In the heart of Ireland, researchers are exploring innovative ways to boost strawberry yields and combat diseases without relying heavily on chemical pesticides. Daniela Costa, a leading figure from the Horticulture Development Department at Teagasc in Dublin, has been at the forefront of this investigation, delving into the potential of silicon-based biostimulants. Her latest findings, published in the Journal of Sustainable Agriculture and Environment (Journal of Sustainable Agriculture and the Environment), offer a glimpse into a future where strawberry farming could be more sustainable and environmentally friendly.
Costa’s research focuses on the use of silicon-based biostimulants, a promising alternative to traditional pesticides. These biostimulants are designed to enhance crop growth and quality, potentially reducing the need for chemical interventions. The study, conducted across three commercial-style trials in glasshouse and polytunnel environments, evaluated different silicon-based biostimulant products and application methods against standard and reduced pesticide programs.
The results, while varied, provide valuable insights. “We found that the growing system had a major effect on strawberry production where biostimulants are used,” Costa explains. “The positive effects of biostimulant use were only noted in the polytunnel system.” This suggests that the effectiveness of silicon-based biostimulants may be influenced by the growing environment, a factor that could significantly impact commercial applications.

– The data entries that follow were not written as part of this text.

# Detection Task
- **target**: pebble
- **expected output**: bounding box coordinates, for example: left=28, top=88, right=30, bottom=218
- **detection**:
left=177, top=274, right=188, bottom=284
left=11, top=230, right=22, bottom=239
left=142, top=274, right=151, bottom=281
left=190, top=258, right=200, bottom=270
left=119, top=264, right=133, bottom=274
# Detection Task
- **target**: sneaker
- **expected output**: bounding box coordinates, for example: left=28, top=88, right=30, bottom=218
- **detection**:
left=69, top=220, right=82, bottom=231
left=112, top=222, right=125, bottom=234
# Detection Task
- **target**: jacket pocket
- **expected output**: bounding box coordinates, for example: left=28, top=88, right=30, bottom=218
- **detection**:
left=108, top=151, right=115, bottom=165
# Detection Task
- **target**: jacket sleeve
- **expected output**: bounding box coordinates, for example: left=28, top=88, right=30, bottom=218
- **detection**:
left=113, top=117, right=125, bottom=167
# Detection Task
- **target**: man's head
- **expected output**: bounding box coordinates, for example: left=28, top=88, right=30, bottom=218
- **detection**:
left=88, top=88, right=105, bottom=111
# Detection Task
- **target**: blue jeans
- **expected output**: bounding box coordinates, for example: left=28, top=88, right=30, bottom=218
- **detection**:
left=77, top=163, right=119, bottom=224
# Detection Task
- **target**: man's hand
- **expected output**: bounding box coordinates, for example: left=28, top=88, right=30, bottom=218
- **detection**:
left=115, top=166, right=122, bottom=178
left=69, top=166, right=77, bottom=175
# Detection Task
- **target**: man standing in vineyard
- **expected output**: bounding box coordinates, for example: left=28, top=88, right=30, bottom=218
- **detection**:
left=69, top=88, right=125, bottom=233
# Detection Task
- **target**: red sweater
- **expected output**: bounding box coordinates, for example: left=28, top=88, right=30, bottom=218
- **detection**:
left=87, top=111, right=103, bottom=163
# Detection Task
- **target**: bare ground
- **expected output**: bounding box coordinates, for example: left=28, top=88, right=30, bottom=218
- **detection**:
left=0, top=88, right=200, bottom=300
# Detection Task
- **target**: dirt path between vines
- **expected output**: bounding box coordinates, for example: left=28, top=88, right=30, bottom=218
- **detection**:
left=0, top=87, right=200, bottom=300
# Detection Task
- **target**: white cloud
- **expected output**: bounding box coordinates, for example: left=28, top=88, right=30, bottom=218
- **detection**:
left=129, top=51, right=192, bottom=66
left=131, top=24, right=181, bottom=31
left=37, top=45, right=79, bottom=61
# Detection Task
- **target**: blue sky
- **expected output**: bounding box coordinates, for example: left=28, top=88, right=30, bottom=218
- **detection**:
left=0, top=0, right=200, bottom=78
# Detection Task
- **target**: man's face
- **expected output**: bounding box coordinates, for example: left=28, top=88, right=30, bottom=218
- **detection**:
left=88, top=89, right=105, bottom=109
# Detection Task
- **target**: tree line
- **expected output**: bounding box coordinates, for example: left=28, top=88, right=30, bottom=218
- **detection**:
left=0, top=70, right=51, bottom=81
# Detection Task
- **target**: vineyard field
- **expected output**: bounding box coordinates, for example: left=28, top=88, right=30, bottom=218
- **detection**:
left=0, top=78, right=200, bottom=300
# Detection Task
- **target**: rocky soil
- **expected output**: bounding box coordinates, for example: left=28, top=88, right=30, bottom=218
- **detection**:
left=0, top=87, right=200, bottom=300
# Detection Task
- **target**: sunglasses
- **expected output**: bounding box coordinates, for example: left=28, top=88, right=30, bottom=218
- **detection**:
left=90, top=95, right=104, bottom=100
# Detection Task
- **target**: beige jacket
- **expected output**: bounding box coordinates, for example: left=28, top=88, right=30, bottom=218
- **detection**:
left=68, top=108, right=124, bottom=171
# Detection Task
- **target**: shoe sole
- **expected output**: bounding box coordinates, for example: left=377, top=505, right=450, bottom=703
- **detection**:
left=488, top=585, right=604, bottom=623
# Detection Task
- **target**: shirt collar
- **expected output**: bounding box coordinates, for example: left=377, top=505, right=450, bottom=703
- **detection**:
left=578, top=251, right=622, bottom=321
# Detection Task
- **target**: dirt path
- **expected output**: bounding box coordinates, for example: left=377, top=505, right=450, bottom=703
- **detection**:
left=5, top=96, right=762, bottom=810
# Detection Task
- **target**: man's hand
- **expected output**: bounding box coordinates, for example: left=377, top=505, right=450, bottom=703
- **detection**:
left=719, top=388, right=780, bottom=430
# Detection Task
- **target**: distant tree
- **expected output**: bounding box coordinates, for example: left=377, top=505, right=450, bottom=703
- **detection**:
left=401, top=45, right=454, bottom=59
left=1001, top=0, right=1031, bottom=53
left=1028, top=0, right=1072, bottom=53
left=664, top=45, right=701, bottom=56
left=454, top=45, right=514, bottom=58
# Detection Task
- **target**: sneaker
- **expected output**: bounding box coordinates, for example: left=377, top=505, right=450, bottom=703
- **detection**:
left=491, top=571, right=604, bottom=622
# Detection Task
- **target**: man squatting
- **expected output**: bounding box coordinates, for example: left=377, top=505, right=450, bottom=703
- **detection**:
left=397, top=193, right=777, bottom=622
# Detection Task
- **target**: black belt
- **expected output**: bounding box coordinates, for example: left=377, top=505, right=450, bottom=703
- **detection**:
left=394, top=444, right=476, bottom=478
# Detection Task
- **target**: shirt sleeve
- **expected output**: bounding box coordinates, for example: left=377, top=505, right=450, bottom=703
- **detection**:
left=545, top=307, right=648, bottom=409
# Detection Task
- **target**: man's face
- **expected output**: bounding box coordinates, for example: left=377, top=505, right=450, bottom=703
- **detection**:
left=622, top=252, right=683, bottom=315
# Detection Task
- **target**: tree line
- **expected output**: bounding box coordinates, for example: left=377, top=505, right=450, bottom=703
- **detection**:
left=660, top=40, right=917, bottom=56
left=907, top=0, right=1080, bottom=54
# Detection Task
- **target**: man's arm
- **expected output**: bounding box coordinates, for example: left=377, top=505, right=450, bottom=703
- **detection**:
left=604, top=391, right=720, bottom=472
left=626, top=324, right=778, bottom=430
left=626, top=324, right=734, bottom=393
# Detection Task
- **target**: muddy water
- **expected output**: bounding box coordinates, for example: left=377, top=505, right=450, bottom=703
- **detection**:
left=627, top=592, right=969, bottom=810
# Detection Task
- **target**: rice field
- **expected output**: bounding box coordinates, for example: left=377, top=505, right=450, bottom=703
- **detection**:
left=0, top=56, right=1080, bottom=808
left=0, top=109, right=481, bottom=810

The trials revealed that while certain parameters, such as total weight and total yield, responded positively to silicon-based biostimulant application, these improvements were not consistent across all trials. Moreover, the overall yield increases did not translate into higher marketable yields. This inconsistency highlights the need for further research to optimize the use of biostimulants in different growing conditions.
One of the most critical aspects of the study was the comparison of biostimulants with traditional pesticides in disease control. The results were clear: pesticides remain more effective than biostimulants in reducing the incidence of fungal diseases like grey mould and powdery mildew. This finding underscores the ongoing challenge of finding sustainable alternatives to chemical pesticides that can match their efficacy.
Despite these challenges, Costa’s work is a significant step forward in the quest for more sustainable agricultural practices. “This research expands our understanding of the effectiveness of silicon biostimulants in strawberry production and disease management,” she notes. The insights gained from this study could pave the way for future developments in the field, potentially leading to more environmentally friendly and economically viable farming practices.
As the agricultural industry continues to seek sustainable solutions, the role of biostimulants in crop production and disease management will likely become increasingly important. Costa’s research, published in the Journal of Sustainable Agriculture and the Environment, provides a foundation for further exploration and innovation. By understanding the nuances of biostimulant use, farmers and researchers can work towards a future where strawberry farming is not only productive but also environmentally responsible. The journey towards sustainable agriculture is complex, but with each study like Costa’s, we move one step closer to a greener, more resilient future.